No hacía mucho había perdido a su Lady Jane querida, su compañera de jaula, tres décadas seguidas.

Si la edad no perdona, la pena castiga.

Ahora es Incas, eterna alusión a nuestros desatinos, retal inerte, solitario, yaciendo boca arriba.

Adiós inmortalizado de una especie con billete solo de ida.

Cinco datos curiosos sobre la cotorra de Carolina que, muy probablemente, te sorprendan:
El d’a de... la cotorra de Carolina cosechas

Imagen por ©Amaya Oyón, para Artimalia.

DATO IMPRESCINDIBLE N.º 1
¿Plaga o bendición?
Cuando la cotorra de Carolina sobrevolaba las cosechas…

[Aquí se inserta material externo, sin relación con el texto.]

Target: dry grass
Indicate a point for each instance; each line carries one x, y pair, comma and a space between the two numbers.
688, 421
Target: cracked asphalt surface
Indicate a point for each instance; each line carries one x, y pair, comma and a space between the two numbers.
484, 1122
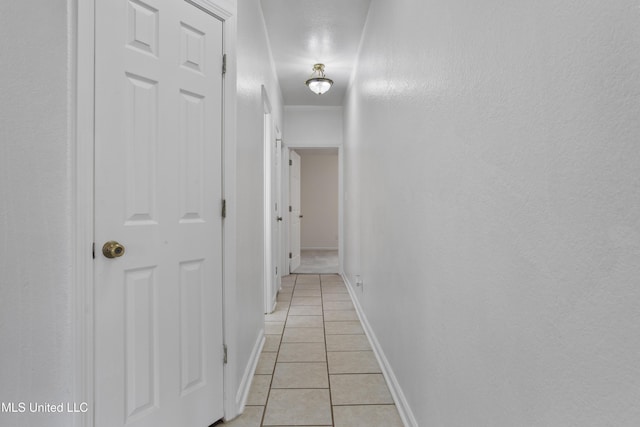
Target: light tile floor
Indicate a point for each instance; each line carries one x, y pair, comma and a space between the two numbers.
320, 261
317, 367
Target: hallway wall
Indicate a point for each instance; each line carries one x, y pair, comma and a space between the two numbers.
493, 180
313, 126
255, 69
36, 210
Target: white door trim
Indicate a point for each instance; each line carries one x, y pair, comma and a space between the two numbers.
82, 44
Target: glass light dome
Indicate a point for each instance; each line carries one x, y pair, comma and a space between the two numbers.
318, 83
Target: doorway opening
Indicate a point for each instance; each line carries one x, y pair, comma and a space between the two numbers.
314, 194
272, 206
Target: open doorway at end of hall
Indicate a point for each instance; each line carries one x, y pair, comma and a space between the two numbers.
314, 216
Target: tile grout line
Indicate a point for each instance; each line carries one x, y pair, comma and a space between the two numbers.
326, 353
273, 371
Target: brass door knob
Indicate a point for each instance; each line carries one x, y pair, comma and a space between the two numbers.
112, 249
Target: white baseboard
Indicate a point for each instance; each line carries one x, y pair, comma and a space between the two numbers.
408, 419
247, 378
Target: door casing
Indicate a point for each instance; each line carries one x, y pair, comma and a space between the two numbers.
82, 43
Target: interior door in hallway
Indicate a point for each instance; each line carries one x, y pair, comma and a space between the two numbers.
158, 180
294, 210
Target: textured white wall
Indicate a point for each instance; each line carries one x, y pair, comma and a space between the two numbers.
36, 288
493, 181
254, 70
319, 200
309, 126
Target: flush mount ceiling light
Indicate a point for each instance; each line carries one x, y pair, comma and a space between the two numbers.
318, 83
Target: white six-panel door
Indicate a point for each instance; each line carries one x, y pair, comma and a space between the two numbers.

Principalmente comía las semillas de árboles y arbustos del bosque, sin embargo, en el momento de su declive también se alimentaba de manzanas, uvas e higos que a menudo conseguía en las plantaciones agrícolas. La presencia de esta cotorra en los campos de cultivo generaba opiniones divididas entre los agricultores de la época aunque es difícil calcular cuántos la consideraban bendición y cuántos todo lo contrario. Por un lado contaba con el reconocimiento de algunos granjeros por su valor en el control de plantas invasoras. La Cotorra de Carolina mostraba predilección por la bardana común Xanthium strumarium, una planta que parasitaba las granjas y campos del sur y que contenía un glucósido tóxico. Pero el otro sector de granjeros estaba muy lejos de pensar que en realidad les favorecía y solo veía en ella una plaga que se lanzaba sobre sus cosechas, así que no dudaron en dispararles indiscriminadamente siempre que tenían ocasión. Por desgracia, el carácter marcadamente gregario de estas cotorras ofrecía unas facilidades inmensas para su aniquilación en grupo.

Matanza al por mayor
Su conducta gregaria facilitó sobremanera su aniquilación masiva

La cotorra de Carolina vivía en comunidad y demostraba un comportamiento altamente social, una característica que comparte con otras cotorras y cacatúas y que las hace especialmente vulnerables a la depredación humana: cuando un miembro de la bandada es herido o muerto, el resto de sus componentes, invariablemente, acude a su lado con la intención de socorrer o acompañar a los congéneres caídos, una conducta que es difícil no calificarla de compasiva. Y fue este comportamiento de congregación el que facilitaba sobremanera a los cazadores su tarea de matar muchos ejemplares en poco tiempo porque los caídos atraían de nuevo a la bandada… y vuelta a empezar.

El d’a de... la cotorra de Carolina

Imagen: sombrero femenino con una cotorra de Carolina entera disecada. Finales 1800 – principios 1900.

DATO IMPRESCINDIBLE N.º 2
Aberraciones para vestir cabezas
El sórdido negocio de los sombreros de plumas

La caza también jugó un papel importante en el declive de la cotorra de Carolina que fue perseguida por sus coloridas plumas a fin de abastecer la creciente demanda de adornos para sombreros femeninos, un comercio devastador para muchas de las aves más llamativas de América del Norte y una industria floreciente que se mantuvo hasta mediados del siglo XX.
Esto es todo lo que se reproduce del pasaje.